Personas as a design tool


This post is part of a series discussing the process we’re undertaking to redesign our user interface and branding. We’re sharing in the spirit of “designing in the open” with the hope that it might be of value to our customers and others in our community.

In my previous post, I mentioned how we have utilised research methods to inform our practice (my talk on service design at last year’s Saasu conference, presented before I joined the Saasu team, expands on this somewhat). One of the challenges with using such research, whether it be qualitative or quantitative, is how to communicate and represent the data in a way that’s meaningful to the design team. While we can’t map every single one of our users’ requirements, our aim is to “package” our research findings in way that we can keep our customers front and centre in our design process.

Imagine that you’ve done some surveys (quantitative research) and you have some good information on your customers. Typically this information is presented in summary, for example:

  • Age: 28–42 years of age
  • Gender: 32% male/68% female
  • Income: $50k–85k

As a designer, it’s very hard to design to that. What does it all mean?

Qualitative data can be added to the picture to help provide further insights. For example, through interviews or a mobile diaries study we might find that our participants really enjoy the outdoors and hold family to be very important.

This “richer” data can be very helpful, but we don’t want to design specifically for interviews. Plus, it can be very hard to connect the data-sets (qual and quant) together in ways that the design team, business stakeholders and other interested parties can use. This is one place where a tool known as personas can really help.

Saasuvians Grant and Coralie working with personas at the Saasu office

In my previous design practice I put together a short guide to personas (available under a Creative Commons license) that explains a little bit about what personas are and how they work.
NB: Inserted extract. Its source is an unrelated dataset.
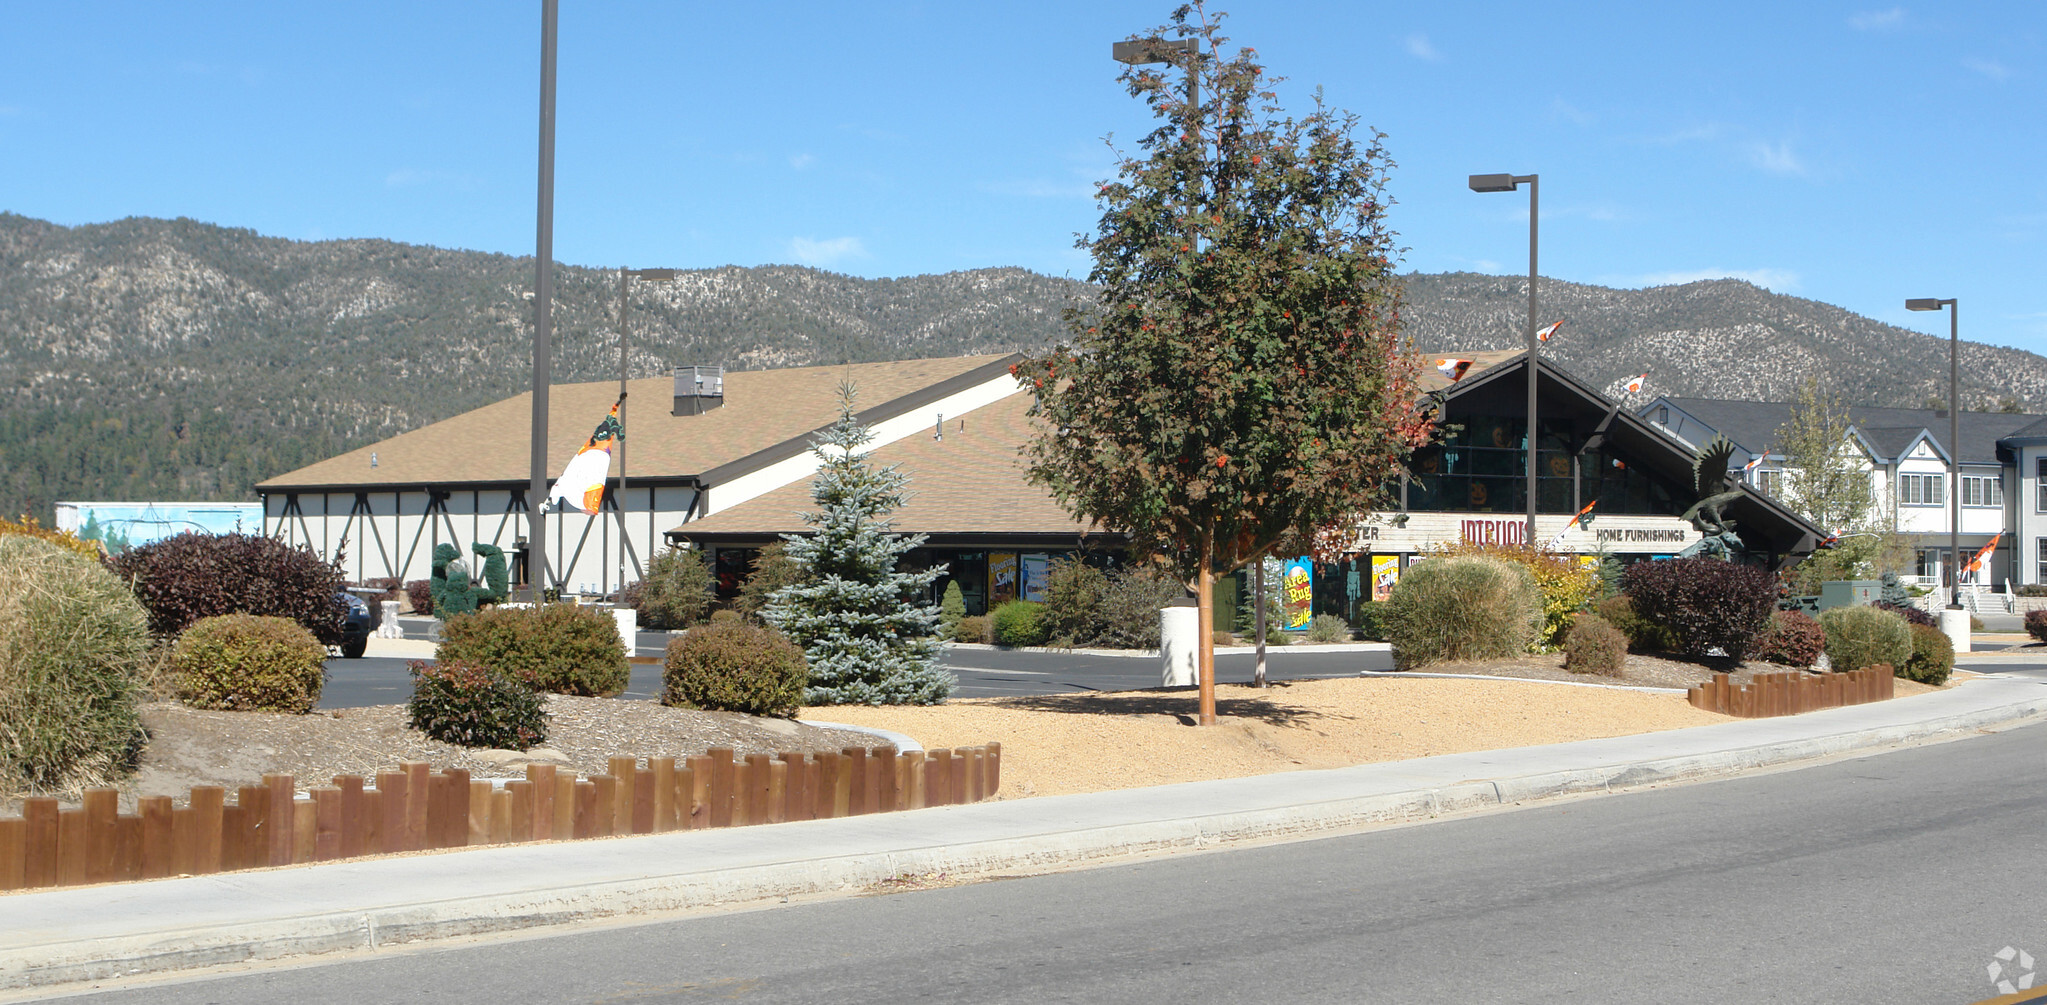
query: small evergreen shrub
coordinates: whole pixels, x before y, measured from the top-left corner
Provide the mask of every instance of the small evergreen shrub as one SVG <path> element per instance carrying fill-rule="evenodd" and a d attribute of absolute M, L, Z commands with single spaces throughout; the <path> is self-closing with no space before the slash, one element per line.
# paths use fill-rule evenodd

From the guide:

Personas are discussion documents that we use to help us see our work through the eyes of the people we aim to serve—our internal and external stakeholders: customers, suppliers, donors, staff, constituents, citizens etc.  They represent archetypical (but importantly not stereotypical) users of the products, systems, and other business processes we are considering in our work.

There are a couple of key points in there. The first is that personas are only as valuable as the discussions they enable. The actual document/artefact is a small part of the value that they provide. The second thing is that we should not fall into overly simplistic caricature when we develop personas. For this reason, they are best based on research1.

I find the value of personas is difficult to get across in words alone, unfortunately. It is not until you experience them in the context of a project that their value becomes fully apparent. I had one client who worked with qualitative and quantitive research findings on a regular basis comment on how effective personas were at representing learnings in a way that’s meaningful and actionable, moreso than the reports and traditional communications they’d used in the past. This is the key value of personas, in my view.

I could write a whole series on personas—workshop and other methods to create them, dos and don’ts etc.—but I’ll skip that for the moment. (Please do drop us a comment if you’d like to learn more about this method, as I’d happily expand if there is interest.)

In brief, we find personas help us to:

  • Keep the people we aim to serve at the centre of our attention.
  • Imagine walking in the shoes of the people we aim to serve—to empathise and to see what we are working on from their perspective. Will it make sense based on their mental models and perspectives? (i.e. the way they approach problem solving and how they frame obstacles etc.)
  • Discover new opportunities to service our customers—by thinking of our offering from their perspective we can find new ways of meeting those needs that we might have otherwise done considering things from an internal perspective.
  • Focus our work—whether that be determining what features to build or where marketing and advertising would be best placed.

I find in practice that a “working set” of about 4 well-constructed personas works well for any given project. We have about 10 personas in total, which we re-organise/prioritise depending on the project we are working on. Our personas were based on the interviews with our customers and partners I’ve mentioned earlier, and no doubt will continue to evolve as our research practice expands. We combined these learnings with staff knowledge of our customers (e.g. from service calls, meetings with customers, conference conversations etc.) to develop a number of personas related to our business. We’ve found them to be particularly effective as a tool to focus the team and to communicate the needs of our customers.

Have you used personas in your business? What was your experience like?

Notes

  1. Some experienced practitioners take a harder line than I do, arguing that personas should only ever be based on research data, and should not include any creative license or information garnered from staff domain expertise. I’ve personally found that even semi-fictional personas based on the experience of staff can be very helpful at illuminating assumptions and perspectives. And sometimes they be surprisingly accurate (i.e. that further research supports the original assumptions), especially when they are based on interactions with the stakeholders we are seeking to represent. However, it is important to recognise what personas are based on and to treat them accordingly, and to verify/inform with research at every opportunity.